M.D. Nalapat
Manipal, India — Although it would be a tad
unfair to compare him to a confidence trickster, Pakistan's army-appointed
President Pervez Musharraf has survived by convincing a series of patrons to
back him, only to let them down later.
After the dour but straightforward Jehangir
Karamat was sacked as the army's chief of staff by former Prime Minister Nawaz
Sharif for publicly asserting that the military had the decisive say in matters
of national security, Musharraf' convinced Sharif that he would be a pliant
replacement for the sacked general. This was an important consideration at a
time when both Sharif and his brother Shahbaz were reported to be examining the
military's links to the immensely lucrative narcotics trade.
For decades, ever since the Afghan jihad
began in 1980, opium and its derivatives have been leveraged by elements in
uniform in Pakistan to generate cash, not just to send their children abroad to
study, but also to fund such "black" operations as the jihad against
Indian rule in Kashmir. Politicians in Pakistan, not known for abstemious
behavior, watched with envy the flow of profits from the illegal trade -- the
primary reason the military wanted to retain control of Afghanistan through the
Taliban -- and looked for an opportunity to muscle in.

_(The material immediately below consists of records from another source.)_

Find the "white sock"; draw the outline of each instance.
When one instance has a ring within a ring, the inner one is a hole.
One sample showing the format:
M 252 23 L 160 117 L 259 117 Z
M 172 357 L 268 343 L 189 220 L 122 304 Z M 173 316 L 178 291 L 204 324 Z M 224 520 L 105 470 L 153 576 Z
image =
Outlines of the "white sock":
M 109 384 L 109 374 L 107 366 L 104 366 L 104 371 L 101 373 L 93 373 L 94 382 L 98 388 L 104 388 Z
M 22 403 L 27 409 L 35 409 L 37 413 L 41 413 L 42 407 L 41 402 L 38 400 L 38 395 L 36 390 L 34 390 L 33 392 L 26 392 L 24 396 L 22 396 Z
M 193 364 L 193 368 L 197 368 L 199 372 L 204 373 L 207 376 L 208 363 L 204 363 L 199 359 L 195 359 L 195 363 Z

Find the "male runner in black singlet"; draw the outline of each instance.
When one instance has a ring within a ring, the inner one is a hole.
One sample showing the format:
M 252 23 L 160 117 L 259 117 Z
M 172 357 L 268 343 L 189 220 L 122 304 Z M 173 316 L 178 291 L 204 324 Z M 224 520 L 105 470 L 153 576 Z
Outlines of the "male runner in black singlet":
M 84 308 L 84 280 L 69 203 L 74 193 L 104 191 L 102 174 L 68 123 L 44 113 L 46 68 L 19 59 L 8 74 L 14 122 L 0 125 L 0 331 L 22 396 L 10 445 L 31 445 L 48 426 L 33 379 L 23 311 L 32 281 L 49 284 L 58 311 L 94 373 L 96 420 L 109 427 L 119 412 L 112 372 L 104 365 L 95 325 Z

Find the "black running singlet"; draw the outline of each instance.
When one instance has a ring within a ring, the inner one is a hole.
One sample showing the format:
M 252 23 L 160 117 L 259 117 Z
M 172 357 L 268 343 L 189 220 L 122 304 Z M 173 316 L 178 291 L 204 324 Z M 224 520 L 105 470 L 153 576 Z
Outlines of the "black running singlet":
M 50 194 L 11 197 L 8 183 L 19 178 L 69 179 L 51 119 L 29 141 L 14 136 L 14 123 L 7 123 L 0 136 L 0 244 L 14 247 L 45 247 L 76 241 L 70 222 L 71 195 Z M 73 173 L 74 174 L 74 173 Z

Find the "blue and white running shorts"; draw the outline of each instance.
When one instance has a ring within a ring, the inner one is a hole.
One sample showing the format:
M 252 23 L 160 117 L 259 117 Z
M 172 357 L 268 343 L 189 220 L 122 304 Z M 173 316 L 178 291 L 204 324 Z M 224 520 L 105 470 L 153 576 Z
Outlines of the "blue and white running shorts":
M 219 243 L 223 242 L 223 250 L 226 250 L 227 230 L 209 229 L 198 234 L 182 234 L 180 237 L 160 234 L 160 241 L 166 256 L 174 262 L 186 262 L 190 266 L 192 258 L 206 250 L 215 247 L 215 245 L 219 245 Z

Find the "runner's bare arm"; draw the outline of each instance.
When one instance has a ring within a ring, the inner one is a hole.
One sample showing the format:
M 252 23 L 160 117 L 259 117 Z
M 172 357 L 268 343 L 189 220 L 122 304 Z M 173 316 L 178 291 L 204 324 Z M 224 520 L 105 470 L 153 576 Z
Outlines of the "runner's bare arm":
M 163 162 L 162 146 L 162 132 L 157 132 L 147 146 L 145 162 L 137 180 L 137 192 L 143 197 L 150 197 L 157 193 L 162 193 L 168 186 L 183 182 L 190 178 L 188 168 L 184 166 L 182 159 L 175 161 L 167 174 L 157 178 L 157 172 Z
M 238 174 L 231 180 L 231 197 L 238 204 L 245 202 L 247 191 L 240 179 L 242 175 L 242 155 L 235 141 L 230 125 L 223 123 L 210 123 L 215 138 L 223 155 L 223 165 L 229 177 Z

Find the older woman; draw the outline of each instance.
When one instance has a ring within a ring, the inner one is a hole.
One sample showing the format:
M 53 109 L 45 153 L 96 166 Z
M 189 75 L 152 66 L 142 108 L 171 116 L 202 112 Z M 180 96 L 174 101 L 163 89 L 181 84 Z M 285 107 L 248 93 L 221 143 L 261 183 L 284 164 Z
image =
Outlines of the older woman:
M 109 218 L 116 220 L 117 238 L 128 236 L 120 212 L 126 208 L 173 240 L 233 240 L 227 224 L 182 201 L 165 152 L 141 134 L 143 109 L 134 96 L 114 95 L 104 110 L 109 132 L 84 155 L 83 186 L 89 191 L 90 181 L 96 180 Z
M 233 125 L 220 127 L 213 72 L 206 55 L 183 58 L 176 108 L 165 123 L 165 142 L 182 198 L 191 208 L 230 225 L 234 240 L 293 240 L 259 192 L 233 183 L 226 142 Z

With the assumption of office by the
"spineless" Musharraf, that moment appeared to have arrived. It
vanished in a cloud of dust, however, when U.S.-supplied tanks buttressed a
coup in 1999 that once again put the military in the driver's seat. Less than a
year later, the four army generals who had launched the coup that placed
Musharraf in power were themselves edged out by a "chief executive"
(later president) of Pakistan eager to show who was boss.
Since then, Musharraf has placed no fewer
than 37 presumed loyalists into top command positions within the military. He
has given their men -- being a Wahabbi state, the women of Pakistan are not
considered good enough to command -- hundreds of well-paying (in both salary
and bribes) jobs in the Pakistan state sector.